Single-Threaded Integer Performance

I admit, the following two benchmarks are almost irrelevant for anyone buying a Xeon E5 based machine. But still, we have to quench our curiosity: how much have the new cores been improved? There is a lot that can be said about the sophisticated "uncore" improvements (cache coherency policies, low latency rings, and so on) that allow this multi-core monster to scale, but at the end of the day, good performance starts with a good core. And since we have listed the many subtle core improvements, we could not resist the opportunity to see how each core compares.
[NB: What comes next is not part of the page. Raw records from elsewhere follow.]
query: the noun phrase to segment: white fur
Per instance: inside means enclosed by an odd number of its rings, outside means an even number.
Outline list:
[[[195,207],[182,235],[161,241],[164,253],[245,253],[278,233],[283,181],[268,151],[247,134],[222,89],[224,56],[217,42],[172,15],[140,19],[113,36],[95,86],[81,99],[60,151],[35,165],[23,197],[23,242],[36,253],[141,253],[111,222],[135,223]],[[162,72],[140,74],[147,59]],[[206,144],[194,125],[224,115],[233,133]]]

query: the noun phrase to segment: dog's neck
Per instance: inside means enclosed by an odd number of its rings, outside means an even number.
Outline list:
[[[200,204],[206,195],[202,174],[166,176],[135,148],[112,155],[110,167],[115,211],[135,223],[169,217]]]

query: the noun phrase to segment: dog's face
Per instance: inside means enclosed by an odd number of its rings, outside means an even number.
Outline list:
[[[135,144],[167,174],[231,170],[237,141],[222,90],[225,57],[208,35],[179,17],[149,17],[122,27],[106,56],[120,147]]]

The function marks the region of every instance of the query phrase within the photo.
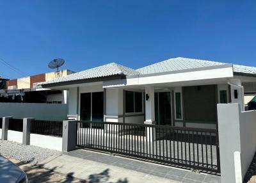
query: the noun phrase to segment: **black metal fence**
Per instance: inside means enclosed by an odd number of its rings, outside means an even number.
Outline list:
[[[23,119],[10,118],[9,130],[22,132],[23,131]]]
[[[79,121],[77,146],[220,172],[214,129]]]
[[[33,120],[31,122],[31,133],[62,137],[62,121]]]

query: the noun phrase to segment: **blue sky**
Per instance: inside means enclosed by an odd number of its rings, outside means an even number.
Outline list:
[[[256,67],[256,1],[0,1],[0,76],[188,57]]]

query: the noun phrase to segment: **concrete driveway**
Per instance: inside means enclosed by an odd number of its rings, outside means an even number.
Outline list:
[[[41,162],[48,170],[88,182],[220,182],[220,177],[77,150]]]

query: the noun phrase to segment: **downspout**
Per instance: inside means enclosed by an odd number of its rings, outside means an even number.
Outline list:
[[[229,84],[230,86],[240,88],[242,90],[242,93],[244,93],[244,89],[242,85],[232,84],[232,83],[230,83],[230,82],[228,82],[227,83],[228,83],[228,84]],[[243,96],[242,96],[242,97],[242,97],[242,106],[243,106],[241,107],[241,110],[242,110],[242,111],[244,111],[244,97]]]

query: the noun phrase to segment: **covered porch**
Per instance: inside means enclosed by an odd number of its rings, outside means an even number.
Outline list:
[[[123,92],[123,115],[116,122],[216,129],[217,104],[244,104],[242,83],[248,79],[234,77],[230,68],[127,76],[104,82],[103,88]],[[105,117],[111,122],[108,113]]]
The results aren't totally meaningless either, as the profile of a compression algorithm is somewhat similar to many server workloads: it can be hard to extract instruction level parallelism (ILP) and it's sensitive to memory parallelism and latency. The instruction mix is a bit different, but it's still somewhat similar to many server workloads. And as one more reason to test performance in this manner, the 7-zip source code is available under the GNU LGPL license. That allows us to recompile the source code on every machine with the -O2 optimization with gcc 4.8.1.
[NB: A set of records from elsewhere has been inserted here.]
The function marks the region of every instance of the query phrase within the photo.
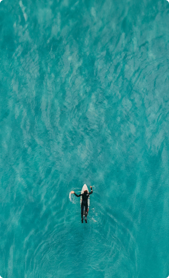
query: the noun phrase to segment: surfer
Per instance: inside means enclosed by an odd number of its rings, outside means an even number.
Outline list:
[[[87,190],[84,190],[84,193],[81,193],[77,195],[74,191],[71,191],[71,193],[73,193],[76,196],[76,197],[80,197],[81,196],[82,196],[82,201],[81,204],[81,216],[82,216],[82,223],[84,223],[84,217],[83,217],[83,214],[84,214],[84,207],[85,208],[85,222],[87,223],[87,208],[88,208],[88,204],[87,204],[87,199],[89,197],[89,195],[90,194],[92,194],[93,190],[92,187],[90,186],[91,188],[91,191],[87,192]]]

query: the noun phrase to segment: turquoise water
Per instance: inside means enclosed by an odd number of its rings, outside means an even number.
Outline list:
[[[0,18],[0,276],[167,278],[169,2],[2,0]]]

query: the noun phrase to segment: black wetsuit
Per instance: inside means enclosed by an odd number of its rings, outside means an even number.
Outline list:
[[[89,192],[87,194],[85,194],[85,193],[83,193],[82,194],[81,193],[79,194],[79,195],[77,195],[77,194],[76,194],[75,192],[74,193],[74,194],[76,196],[76,197],[80,197],[81,196],[82,196],[82,201],[81,204],[82,219],[83,219],[84,207],[85,208],[85,217],[87,216],[87,208],[88,208],[87,200],[89,195],[90,195],[90,194],[92,194],[92,193],[93,193],[92,188],[91,188],[91,191]]]

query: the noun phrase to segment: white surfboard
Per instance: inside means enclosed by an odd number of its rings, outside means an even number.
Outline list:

Single Threaded LZMA Compression

It looks more boring than it is. First of all, judging by the reactions on forums, many people expected that an 18-core E5-2699 v3 at 2.3GHz would be slower than a 3.2GHz Xeon E5-2667 v3. However you actually can have it all. The Xeon E5-2699 v3 and 2695 v3 boost their clock speed to no less than 3.6GHz when only one or two cores are active. The Xeon E5-2667 v3's maximum Turbo Boost is also the same 3.6GHz, so when only a few threads are active, the Xeon E5-2667 v3 has no clock advantage over the "mega/expensive SKUs" other than the fact that the clock speed will not drop lower than 3.2GHz if all cores are running at full bore.

Despite the fact that the Xeon E5-2690 core has lower IPC, it is able to keep up as it can boost the standard clock speed from 2.9 to 3.8GHz. As it is very hard to extract more IPC out of this kind of code, the extra 200MHz is enough to keep up.
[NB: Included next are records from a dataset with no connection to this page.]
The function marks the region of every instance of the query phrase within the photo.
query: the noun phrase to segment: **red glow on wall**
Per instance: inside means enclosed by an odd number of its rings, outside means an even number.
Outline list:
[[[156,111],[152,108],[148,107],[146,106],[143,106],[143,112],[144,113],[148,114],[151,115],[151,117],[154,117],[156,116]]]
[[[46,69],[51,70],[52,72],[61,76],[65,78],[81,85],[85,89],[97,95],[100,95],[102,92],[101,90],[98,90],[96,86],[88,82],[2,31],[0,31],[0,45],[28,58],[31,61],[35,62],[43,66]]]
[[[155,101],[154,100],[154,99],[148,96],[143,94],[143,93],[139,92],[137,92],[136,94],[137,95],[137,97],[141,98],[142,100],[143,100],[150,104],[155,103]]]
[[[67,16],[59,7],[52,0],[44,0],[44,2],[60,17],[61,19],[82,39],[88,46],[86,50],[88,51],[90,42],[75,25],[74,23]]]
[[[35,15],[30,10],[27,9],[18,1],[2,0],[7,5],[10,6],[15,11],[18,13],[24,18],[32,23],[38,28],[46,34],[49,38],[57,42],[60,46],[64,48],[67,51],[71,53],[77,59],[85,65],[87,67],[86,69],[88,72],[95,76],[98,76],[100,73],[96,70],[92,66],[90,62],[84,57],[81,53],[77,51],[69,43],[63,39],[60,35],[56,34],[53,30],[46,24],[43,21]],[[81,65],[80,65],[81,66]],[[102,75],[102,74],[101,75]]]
Let's see how the chips compare in decompression. Decompression is an even lower IPC (Instructions Per Clock) workload, as it is very branch intensive and depends on the latencies of the multiply and shift instructions.

Single threaded LZMA decompression

The older Xeon E5 takes the lead as decompression runs at very low IPC and is mostly depended on clock speed and low latency accesses. The new Xeon E5 v3 has slightly higher latency in both L3 cache and memory, so it falls behind.

What makes this benchmark interesting is that it proves that Turbo Boost works very well, even on an 18-core chip with a massive die. This is a big bonus, as especially in situations where you are setting up/preparing a system to be productive, it is very likely that you will be waiting for some single-threaded application to end. It also means that if one heavy request hits the server while it is running at very low load, the response time of the request will be low, keeping the impatient users happy.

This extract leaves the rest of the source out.